Let Cursor or Claude Code inspect your running Vue app via MCP
Capture page screenshots and DOM trees during local Vite development
Read Pinia store state and Vue component trees from an AI client
Stream console logs and network requests into an MCP-aware editor
Drop into your Vite plugins array and an MCP-aware AI tool config is auto-written if its folder exists.

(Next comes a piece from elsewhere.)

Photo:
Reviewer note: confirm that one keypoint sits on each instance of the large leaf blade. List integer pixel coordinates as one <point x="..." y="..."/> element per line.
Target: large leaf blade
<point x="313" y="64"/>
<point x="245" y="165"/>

vite-plugin-vue-mcp-next is a Vite plugin that turns a running Vite dev server into a Model Context Protocol endpoint, so AI tools can inspect the Vue app you are building. When the plugin is active, the Vite dev server exposes an SSE address at /__mcp/sse and a streamable HTTP address at /__mcp/mcp, and it injects browser-side hooks that report runtime information back through those endpoints. The plugin is for local development only and is not bundled into production builds. The data the AI client can read includes the list of open pages, a trimmed DOM tree, results of DOM selector queries, a page screenshot saved to disk or returned as base64, console logs at log, info, warn, error, and debug level, captured network requests with URL, query, body, status, headers, and response body, the Vue component tree, individual component state with read and edit, current router information, and the Pinia inspector tree plus store state. Running arbitrary JavaScript through an Evaluate tool is off by default and must be turned on explicitly. Install with pnpm add -D @xiaou66/vite-plugin-vue-mcp-next and add vueMcpNext() to your Vite plugins array next to the Vue plugin. After Vite starts, the plugin auto-writes project-level MCP configuration into .cursor/mcp.json for Cursor.codex/config.toml for Codex.mcp.json for Claude Code, and .trae/mcp.json for Trae, but only when the matching tool folder already exists in the project. The npm package also ships a static SKILL.md guidance file. When the plugin sees one of the supported AI tool directories, it copies that file into the right subdirectory so the AI has a usage guide describing the recommended tool order: list_pages, then get_dom_tree or query_dom, then take_screenshot, then get_console_logs, then network inspection, then the Vue-specific tools. Many behaviours are configurable through the plugin options, including the MCP path, host, server name, network capture limits, masked headers, DOM depth, console buffer, and screenshot mode (file path or base64).
Generated 2026-05-22 · Model: sonnet-4-6 · Verify against the repo before relying on details.